Choosing a product or manufacturer used to be a lot easier. While it was full of complexities, your focus was traditionally on the product and its merits. You made a list of what your objectives were, compared features and functionality, and occasionally did a shootout. Sometimes you used an expert to help, but the product or the system was the main focus.
Selecting an integrator was simpler as well. You checked references, called around, and looked at prices and past performance. Maybe word of mouth played a bigger part or made you predisposed to liking someone, but rarely did you venture into the financial aspects of the selection process.
As a result of the down economy we are presently living through, most clients of ours find they no longer have the luxury of just looking at part of the picture. The financial story behind a manufacturer, vendor or integrator is now a major part of the consideration process. In fact, it’s the first point of review on most projects. Considering the financial longevity of a supplier will impact so many aspects of your project, it’s foolhardy not to give due diligence its due diligence.
Gauging a Manufacturer’s Viability
Financial stability is arguably more important in a manufacturer than an integrator. If an integrator goes under, another integrator can usually be found to complete the project and support the system. In fact, if the payment terms and project supervision has been structured properly, replacing an integrator is usually nothing more than an inconvenience. Not so with a manufacturer.
Look for firms that are profitable and have the resources to withstand an extended downturn. Many start-ups or companies that are expanding rapidly are heavily reliant on venture capital. While this funding was readily available several years ago and is starting to materialize again, not all of the business plans that qualified for vast quantities of money will receive such largesse today. Our clients are extremely risk averse in this area; there are just too many good companies to choose from to take too many chances that a key partner will disappear.
A company being acquired by another company is not usually a good sign either. While this is harder to predict, a knowledgeable industry expert can usually gauge the likelihood of this happening and steer you clear of companies on the edge. Even a merger of two strong companies usually has casualties as duplicate product lines are rationalized and eliminated. Development can change focus, and upgrades that have been promised may never materialize.
One example of this is the acquisition of GE Security by United Technologies Corp. (UTC); it remains to be seen how the pieces all fit together. Will both fiber optic product lines remain? Is there duplication in the embedded DVR lines? With smaller companies, the issue is even more pronounced. GE acquired Covi Technologies some time ago, and another merger later that product line and technology has (from outward appearances) disappeared.

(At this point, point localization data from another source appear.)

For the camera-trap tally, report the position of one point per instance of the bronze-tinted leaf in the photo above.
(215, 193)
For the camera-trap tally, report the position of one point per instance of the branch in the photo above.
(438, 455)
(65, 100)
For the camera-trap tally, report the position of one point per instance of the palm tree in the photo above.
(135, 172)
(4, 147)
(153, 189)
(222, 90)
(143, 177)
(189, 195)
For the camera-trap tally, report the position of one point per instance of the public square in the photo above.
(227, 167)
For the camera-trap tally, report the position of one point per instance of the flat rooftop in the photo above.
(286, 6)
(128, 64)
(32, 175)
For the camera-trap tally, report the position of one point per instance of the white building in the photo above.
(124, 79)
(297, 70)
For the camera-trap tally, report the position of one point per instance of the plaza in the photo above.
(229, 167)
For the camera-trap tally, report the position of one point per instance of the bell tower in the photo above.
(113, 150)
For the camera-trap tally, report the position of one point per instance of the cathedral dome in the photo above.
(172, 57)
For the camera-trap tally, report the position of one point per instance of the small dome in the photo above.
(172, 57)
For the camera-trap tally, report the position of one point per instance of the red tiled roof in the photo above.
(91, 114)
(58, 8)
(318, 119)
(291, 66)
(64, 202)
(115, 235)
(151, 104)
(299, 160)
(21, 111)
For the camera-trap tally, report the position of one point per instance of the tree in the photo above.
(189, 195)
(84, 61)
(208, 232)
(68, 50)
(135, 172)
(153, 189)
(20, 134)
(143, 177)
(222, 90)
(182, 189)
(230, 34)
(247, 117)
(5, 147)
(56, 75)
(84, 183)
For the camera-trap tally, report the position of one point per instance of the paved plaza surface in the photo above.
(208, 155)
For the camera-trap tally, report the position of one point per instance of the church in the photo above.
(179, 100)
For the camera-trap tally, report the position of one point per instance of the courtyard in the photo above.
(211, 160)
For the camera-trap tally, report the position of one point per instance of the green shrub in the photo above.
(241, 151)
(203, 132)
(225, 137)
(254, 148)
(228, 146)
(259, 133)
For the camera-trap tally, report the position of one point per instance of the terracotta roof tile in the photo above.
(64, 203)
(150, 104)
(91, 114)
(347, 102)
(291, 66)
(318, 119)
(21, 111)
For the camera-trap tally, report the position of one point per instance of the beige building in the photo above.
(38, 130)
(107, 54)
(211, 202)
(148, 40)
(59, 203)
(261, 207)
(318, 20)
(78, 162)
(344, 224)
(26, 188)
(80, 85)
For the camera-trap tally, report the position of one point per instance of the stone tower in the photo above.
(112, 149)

Financial difficulties often lead to staff reductions which can impact end users even after the system is installed. In an increasingly software focused world, lacking staff to perform comprehensive bug fixes and upgrades often forces a system user to perform costly system upgrades long before they are planned or put up with deficiencies that can compromise the safety and security of a facility.
In difficult times, the natural selection process doesn’t work as well either. Manufacturers are less likely to walk away from a job, even if they know their products aren’t a perfect fit. We’ve seen many projects where the manufactures simply misrepresented their products to get the job, or promised an upgrade that never materialized. While this is sometimes the nature of the competitive sales process — promise anything to get the job — it is particularly evident during lean times. Sometimes it takes some skill to determine what’s “real” and what is an empty promise.

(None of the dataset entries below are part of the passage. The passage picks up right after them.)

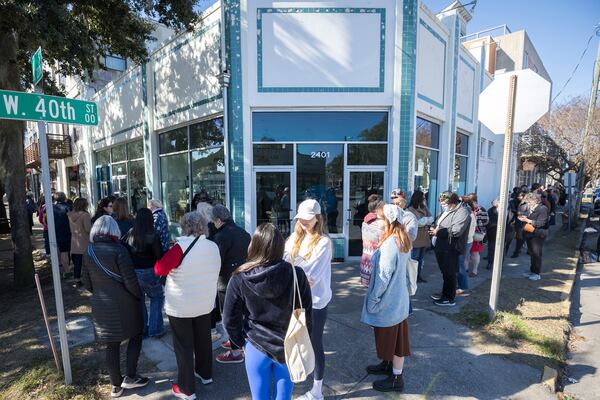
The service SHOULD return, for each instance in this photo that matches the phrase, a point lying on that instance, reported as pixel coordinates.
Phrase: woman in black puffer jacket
(109, 274)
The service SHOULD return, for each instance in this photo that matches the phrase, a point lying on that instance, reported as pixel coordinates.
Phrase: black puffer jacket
(233, 244)
(116, 307)
(258, 307)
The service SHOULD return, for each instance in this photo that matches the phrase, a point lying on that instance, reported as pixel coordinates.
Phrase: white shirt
(317, 268)
(191, 288)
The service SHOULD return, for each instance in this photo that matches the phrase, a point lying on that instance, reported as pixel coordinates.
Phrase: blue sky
(559, 30)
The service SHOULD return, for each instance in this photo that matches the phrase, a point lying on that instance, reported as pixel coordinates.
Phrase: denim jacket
(386, 301)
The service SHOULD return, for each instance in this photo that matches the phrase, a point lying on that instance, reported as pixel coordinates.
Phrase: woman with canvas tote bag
(261, 291)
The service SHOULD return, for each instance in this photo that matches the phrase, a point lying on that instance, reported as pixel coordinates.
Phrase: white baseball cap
(308, 209)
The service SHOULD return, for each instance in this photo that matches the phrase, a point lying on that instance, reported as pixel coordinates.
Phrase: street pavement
(444, 363)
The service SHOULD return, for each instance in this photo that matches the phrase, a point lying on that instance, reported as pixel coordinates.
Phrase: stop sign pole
(502, 213)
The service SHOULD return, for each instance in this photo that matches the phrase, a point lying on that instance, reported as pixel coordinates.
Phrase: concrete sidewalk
(445, 364)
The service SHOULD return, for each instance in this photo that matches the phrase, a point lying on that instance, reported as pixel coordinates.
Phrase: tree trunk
(12, 168)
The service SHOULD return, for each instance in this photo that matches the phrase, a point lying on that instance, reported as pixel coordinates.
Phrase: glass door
(361, 183)
(274, 194)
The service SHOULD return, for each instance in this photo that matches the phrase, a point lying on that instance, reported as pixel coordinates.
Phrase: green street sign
(36, 66)
(39, 107)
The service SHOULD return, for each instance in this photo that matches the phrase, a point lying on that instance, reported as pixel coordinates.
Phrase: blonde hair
(402, 239)
(317, 233)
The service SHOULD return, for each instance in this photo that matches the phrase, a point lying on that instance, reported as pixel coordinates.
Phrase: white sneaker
(309, 396)
(204, 381)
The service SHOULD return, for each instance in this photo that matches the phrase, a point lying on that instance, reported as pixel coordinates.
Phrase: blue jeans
(151, 287)
(462, 277)
(261, 370)
(417, 254)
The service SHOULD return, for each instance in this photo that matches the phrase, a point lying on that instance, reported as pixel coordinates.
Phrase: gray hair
(205, 209)
(221, 212)
(154, 203)
(193, 224)
(532, 200)
(105, 226)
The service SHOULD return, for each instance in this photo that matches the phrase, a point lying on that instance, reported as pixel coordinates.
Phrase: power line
(587, 46)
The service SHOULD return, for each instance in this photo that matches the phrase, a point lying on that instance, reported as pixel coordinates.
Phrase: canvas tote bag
(299, 354)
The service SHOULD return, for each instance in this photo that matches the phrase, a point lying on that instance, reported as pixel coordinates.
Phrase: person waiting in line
(43, 220)
(161, 223)
(462, 277)
(481, 221)
(257, 311)
(81, 225)
(449, 237)
(538, 220)
(518, 207)
(418, 207)
(205, 209)
(63, 233)
(109, 275)
(387, 302)
(410, 221)
(233, 244)
(190, 292)
(104, 207)
(309, 247)
(122, 216)
(492, 228)
(145, 249)
(371, 231)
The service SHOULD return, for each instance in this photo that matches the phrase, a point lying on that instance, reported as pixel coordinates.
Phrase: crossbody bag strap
(296, 289)
(113, 275)
(189, 248)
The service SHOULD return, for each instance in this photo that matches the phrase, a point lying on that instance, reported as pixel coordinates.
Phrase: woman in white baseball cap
(310, 248)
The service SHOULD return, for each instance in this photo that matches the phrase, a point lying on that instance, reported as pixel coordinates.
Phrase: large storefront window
(426, 160)
(120, 171)
(461, 161)
(192, 157)
(336, 158)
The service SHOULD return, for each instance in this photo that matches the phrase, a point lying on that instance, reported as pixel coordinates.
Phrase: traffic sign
(532, 101)
(36, 66)
(39, 107)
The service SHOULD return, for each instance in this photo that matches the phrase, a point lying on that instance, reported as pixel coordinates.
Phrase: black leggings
(535, 245)
(113, 359)
(316, 337)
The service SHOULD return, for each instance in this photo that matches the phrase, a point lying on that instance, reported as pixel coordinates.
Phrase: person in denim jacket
(386, 304)
(161, 223)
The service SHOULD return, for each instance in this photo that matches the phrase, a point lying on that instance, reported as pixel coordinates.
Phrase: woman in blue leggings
(264, 276)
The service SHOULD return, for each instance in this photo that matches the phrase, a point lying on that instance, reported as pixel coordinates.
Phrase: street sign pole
(503, 206)
(60, 310)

Integrators Make Promises Too
Manufacturers aren’t the only ones suffering during lean times, and the “promise anything” approach is used by integrators as well. For example, on a recent project where bids were opened and read publicly, pricing ranged from $215,500 to $601,000 for a system that was tightly specified. Since there were almost no variables (product performance requirements demanded stringent compliance), each bid reflected an identical system.

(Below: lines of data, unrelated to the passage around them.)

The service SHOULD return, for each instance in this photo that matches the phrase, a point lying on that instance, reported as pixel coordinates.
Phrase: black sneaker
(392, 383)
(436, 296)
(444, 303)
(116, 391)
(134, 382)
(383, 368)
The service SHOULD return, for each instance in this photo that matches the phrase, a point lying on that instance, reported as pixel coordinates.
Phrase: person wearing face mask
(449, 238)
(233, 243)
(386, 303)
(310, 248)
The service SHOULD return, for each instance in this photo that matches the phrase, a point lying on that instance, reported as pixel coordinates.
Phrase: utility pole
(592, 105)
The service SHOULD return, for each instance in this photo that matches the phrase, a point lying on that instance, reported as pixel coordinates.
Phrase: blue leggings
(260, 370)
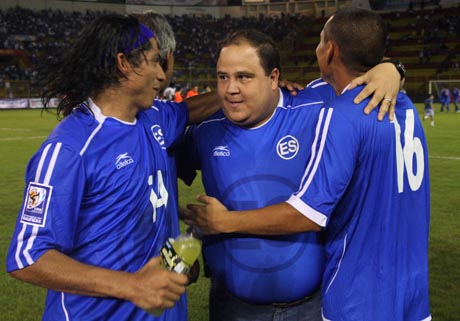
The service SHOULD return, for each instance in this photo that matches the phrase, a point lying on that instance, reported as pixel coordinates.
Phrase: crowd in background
(40, 34)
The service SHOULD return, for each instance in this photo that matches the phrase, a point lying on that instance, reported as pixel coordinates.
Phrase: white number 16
(404, 155)
(154, 199)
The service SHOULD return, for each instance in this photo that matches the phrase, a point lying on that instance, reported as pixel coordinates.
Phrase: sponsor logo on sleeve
(158, 135)
(287, 147)
(220, 151)
(36, 204)
(123, 160)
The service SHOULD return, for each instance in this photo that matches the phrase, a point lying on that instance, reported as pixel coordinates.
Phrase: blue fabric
(251, 168)
(368, 185)
(109, 203)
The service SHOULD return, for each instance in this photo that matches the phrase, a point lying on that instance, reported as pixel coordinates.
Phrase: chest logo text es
(287, 147)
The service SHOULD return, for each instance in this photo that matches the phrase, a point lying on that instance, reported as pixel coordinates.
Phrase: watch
(399, 66)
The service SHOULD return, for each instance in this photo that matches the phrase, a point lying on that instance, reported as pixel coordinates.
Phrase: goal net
(435, 86)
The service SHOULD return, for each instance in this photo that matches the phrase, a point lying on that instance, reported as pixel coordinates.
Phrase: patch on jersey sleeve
(36, 204)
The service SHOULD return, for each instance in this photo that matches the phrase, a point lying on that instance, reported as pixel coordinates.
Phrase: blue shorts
(224, 306)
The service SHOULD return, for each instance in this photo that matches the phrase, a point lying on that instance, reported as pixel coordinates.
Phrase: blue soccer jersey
(252, 168)
(367, 183)
(98, 191)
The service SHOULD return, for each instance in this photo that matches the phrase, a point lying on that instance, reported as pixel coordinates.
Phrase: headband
(144, 36)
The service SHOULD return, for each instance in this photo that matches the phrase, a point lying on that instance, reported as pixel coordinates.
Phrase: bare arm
(202, 106)
(383, 81)
(212, 217)
(150, 287)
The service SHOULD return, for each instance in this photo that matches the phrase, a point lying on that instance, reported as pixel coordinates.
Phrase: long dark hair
(90, 64)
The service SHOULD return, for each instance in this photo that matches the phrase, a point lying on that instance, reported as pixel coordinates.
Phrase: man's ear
(275, 77)
(331, 53)
(123, 64)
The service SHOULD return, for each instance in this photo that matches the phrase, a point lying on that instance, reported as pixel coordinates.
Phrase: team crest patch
(36, 204)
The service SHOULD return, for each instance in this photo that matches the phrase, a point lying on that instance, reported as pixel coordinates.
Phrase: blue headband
(144, 36)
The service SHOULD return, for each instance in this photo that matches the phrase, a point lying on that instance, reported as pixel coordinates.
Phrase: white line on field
(17, 129)
(21, 138)
(445, 157)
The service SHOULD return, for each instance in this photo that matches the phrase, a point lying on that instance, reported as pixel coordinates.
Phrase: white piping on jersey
(90, 138)
(63, 307)
(313, 158)
(19, 246)
(35, 228)
(340, 262)
(40, 163)
(303, 105)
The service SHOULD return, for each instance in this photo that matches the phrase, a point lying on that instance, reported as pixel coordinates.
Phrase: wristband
(399, 66)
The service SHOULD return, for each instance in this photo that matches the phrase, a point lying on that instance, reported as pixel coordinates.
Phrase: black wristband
(399, 66)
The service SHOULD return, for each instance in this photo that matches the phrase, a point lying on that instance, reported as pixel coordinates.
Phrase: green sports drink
(179, 255)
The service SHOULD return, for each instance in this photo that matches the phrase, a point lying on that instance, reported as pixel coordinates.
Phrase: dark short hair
(266, 48)
(361, 36)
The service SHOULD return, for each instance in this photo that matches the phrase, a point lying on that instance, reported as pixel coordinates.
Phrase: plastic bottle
(179, 255)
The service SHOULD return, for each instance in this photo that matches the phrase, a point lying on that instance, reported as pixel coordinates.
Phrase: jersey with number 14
(367, 183)
(98, 190)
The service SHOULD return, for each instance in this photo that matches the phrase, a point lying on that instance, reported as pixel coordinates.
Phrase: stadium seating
(435, 32)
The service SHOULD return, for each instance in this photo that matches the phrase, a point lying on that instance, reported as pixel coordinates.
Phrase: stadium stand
(427, 41)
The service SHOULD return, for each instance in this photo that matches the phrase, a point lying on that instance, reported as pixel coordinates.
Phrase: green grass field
(22, 131)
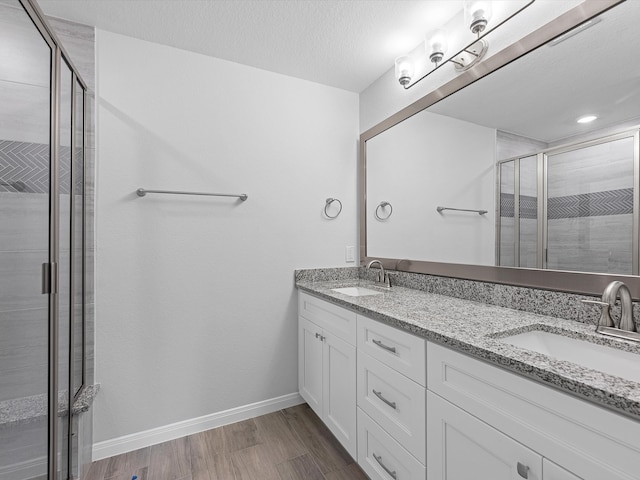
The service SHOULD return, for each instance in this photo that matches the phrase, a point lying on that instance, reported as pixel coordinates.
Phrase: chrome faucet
(623, 328)
(383, 277)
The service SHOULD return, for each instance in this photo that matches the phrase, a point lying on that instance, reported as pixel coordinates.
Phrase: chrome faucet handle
(605, 312)
(610, 295)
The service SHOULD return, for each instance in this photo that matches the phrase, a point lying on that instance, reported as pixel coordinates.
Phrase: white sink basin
(597, 357)
(356, 291)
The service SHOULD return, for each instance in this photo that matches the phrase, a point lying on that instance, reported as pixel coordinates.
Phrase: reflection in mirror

While a competitive environment contributed to the wide range, in many cases we see integrators bidding jobs at or below cost just to get the work. They may feel they will make it up on change orders or they will make substitutions that will save them money — the end user can benefit if a low bidder such as this is monitored closely — but it can create delays in completing projects as there’s no money left in the job to send people back to clean up the loose ends. In our experience, the jobs that tend to drag on forever often do so because they weren’t profitable for the integrator.
If an integrator is taking on work for little or no profit, the obvious question is “Will they be around to support you in the future?” If this is a concern, the best an end user can do is ensure everything is documented properly. Transitioning to another integrator is a nightmare without proper drawings and installation “best practices.” This means that wiring should be identified and routed neatly and logically. If you have to pay another integrator to troubleshoot or clean up the mess later you are certain to lose more than the low-bidder savings you realized initially.
So what can you do to prevent this from happening? While everyone asks for financial information and references, few people check them. Add that to your checklist, and make sure someone on your procurement team has an ear to the ground and knows what is going on in the industry and in your market. But overall, the old adage has never applied more than it does now — “If it seems too good to be true, it probably is.”